Furthermore, the Ryan plan would repeal the Affordable Care Act, which became law before Kilmer defeated Republican Bill Driscoll of Tacoma in 2012 to succeed longtime Congressman Norm Dicks, who retired.
Affordable Care Act
“There's parts of [the Affordable Care Act] that I like,” Kilmer said. “And there's parts that I think we ought to fix.”
By repealing the entire Affordable Care Act, he said, “you lose a number of the key consumer protections — the provision requiring insurance companies, for example, to provide coverage to people regardless of whether or not they have a pre-existing condition,” he said.
Kilmer said the health care law includes a provision that limits age rating, “where if you're older or sicker, they can charge you higher premiums,” he said.
Since the passage of the Affordable Care Act, more than 7.9 million Medicare beneficiaries have saved $9.9 billion on their prescription drugs, he added.

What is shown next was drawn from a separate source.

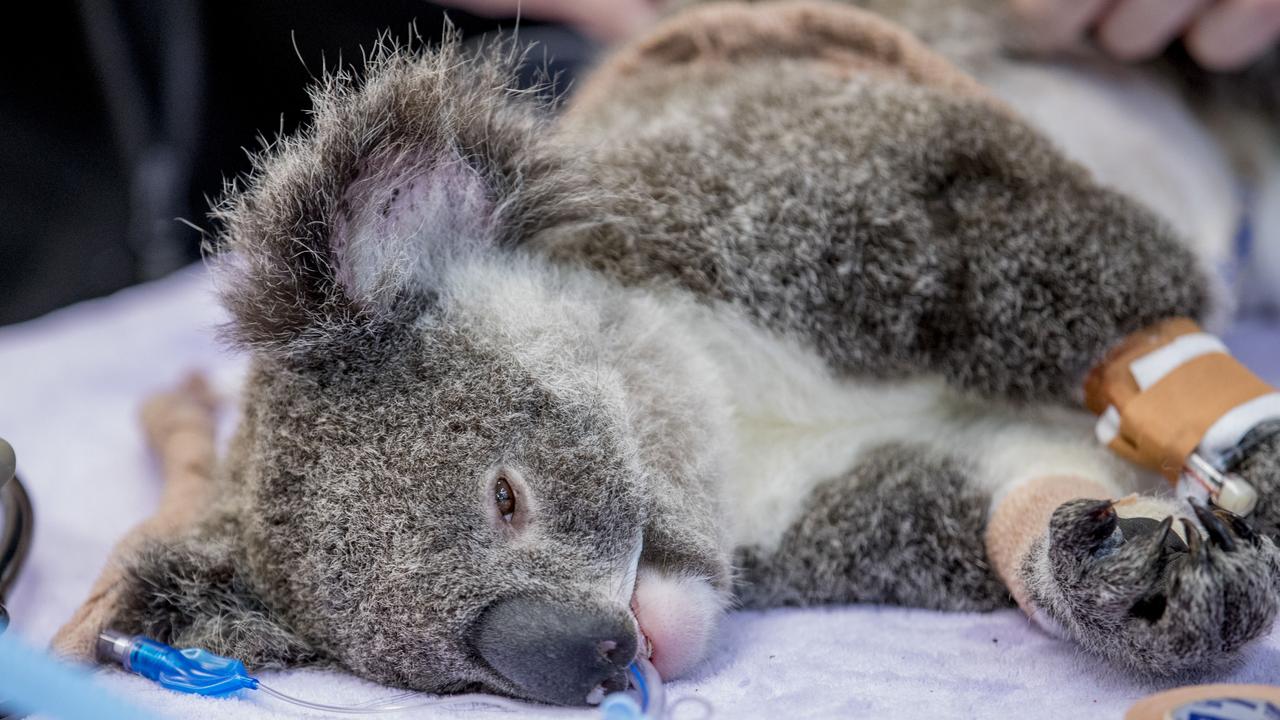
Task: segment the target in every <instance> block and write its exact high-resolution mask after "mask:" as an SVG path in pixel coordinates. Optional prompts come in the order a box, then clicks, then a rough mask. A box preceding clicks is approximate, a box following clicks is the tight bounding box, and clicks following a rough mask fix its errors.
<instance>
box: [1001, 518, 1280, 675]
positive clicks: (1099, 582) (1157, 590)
mask: <svg viewBox="0 0 1280 720" xmlns="http://www.w3.org/2000/svg"><path fill="white" fill-rule="evenodd" d="M1101 505H1106V503H1101ZM1161 530H1164V528H1161ZM1188 532H1190V533H1194V536H1193V537H1189V538H1188V539H1189V541H1190V542H1189V544H1190V551H1178V550H1170V547H1169V544H1167V543H1166V542H1165V538H1164V532H1160V533H1151V534H1148V536H1146V537H1135V538H1128V537H1124V533H1123V532H1117V529H1116V516H1115V512H1114V511H1111V510H1110V507H1100V503H1098V502H1096V501H1087V500H1078V501H1071V502H1068V503H1066V505H1062V506H1061V507H1059V509H1057V510H1056V511H1055V512H1053V519H1052V520H1051V524H1050V532H1048V534H1047V536H1046V537H1044V538H1041V539H1039V541H1037V543H1036V546H1034V547H1033V548H1032V551H1030V553H1029V555H1028V556H1027V560H1025V562H1024V565H1023V577H1024V579H1025V582H1027V588H1028V591H1029V592H1030V594H1032V598H1033V601H1034V602H1036V605H1037V607H1038V609H1039V610H1041V611H1042V612H1044V614H1047V615H1048V616H1050V618H1051V619H1053V620H1055V621H1057V623H1059V624H1060V625H1061V626H1062V629H1064V630H1065V632H1066V633H1068V634H1069V635H1070V637H1071V638H1073V639H1075V641H1076V642H1079V643H1080V646H1082V647H1083V648H1085V650H1088V651H1089V652H1093V653H1096V655H1098V656H1102V657H1105V659H1107V660H1110V661H1112V662H1115V664H1116V665H1120V666H1123V667H1125V669H1126V670H1129V671H1132V673H1135V674H1139V675H1148V676H1185V678H1196V676H1204V675H1206V674H1207V673H1212V671H1215V670H1219V669H1221V667H1224V666H1226V665H1229V664H1230V662H1231V661H1233V660H1235V657H1236V653H1238V651H1239V650H1240V647H1242V646H1244V643H1247V642H1249V641H1252V639H1254V638H1257V637H1260V635H1261V634H1263V633H1266V632H1267V630H1268V629H1270V628H1271V624H1272V623H1274V621H1275V616H1276V610H1277V605H1280V551H1277V550H1276V546H1275V543H1274V542H1272V541H1271V539H1270V538H1267V537H1258V538H1256V542H1252V543H1251V542H1243V541H1240V542H1235V543H1234V547H1230V546H1225V544H1222V543H1217V542H1212V541H1211V539H1201V538H1199V537H1198V533H1199V530H1198V529H1196V528H1194V527H1189V525H1188Z"/></svg>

“The repeal would also mean an end to the provision that provides preventative care — care for mammograms and cancer screenings and even annual wellness visits — without a co-pay,” Kilmer said.
“Since the passage of that law, over 37 million Americans with Medicare had at least one preventive service without any out-of-pocket cost. That's a good thing, right? We shouldn't repeal that provision.”
Kilmer closed his remarks by touting his economic development initiative and commitment to a health care system that is “focused more on wellness than on just procedures.”
During the question-and-answer period, Kilmer was asked about the effects of pesticides in bee pollination and toxic cloud formations over Port Angeles.
“I take very seriously my responsibility as your representative when it comes to basic public health issues,” Kilmer said.
“I say this as a dad: Our kids are only as safe as the air they breathe and the water they drink and the Earth that we pass on to them. And frankly, that's a role that Congress does and ought to play in terms of protecting those things.”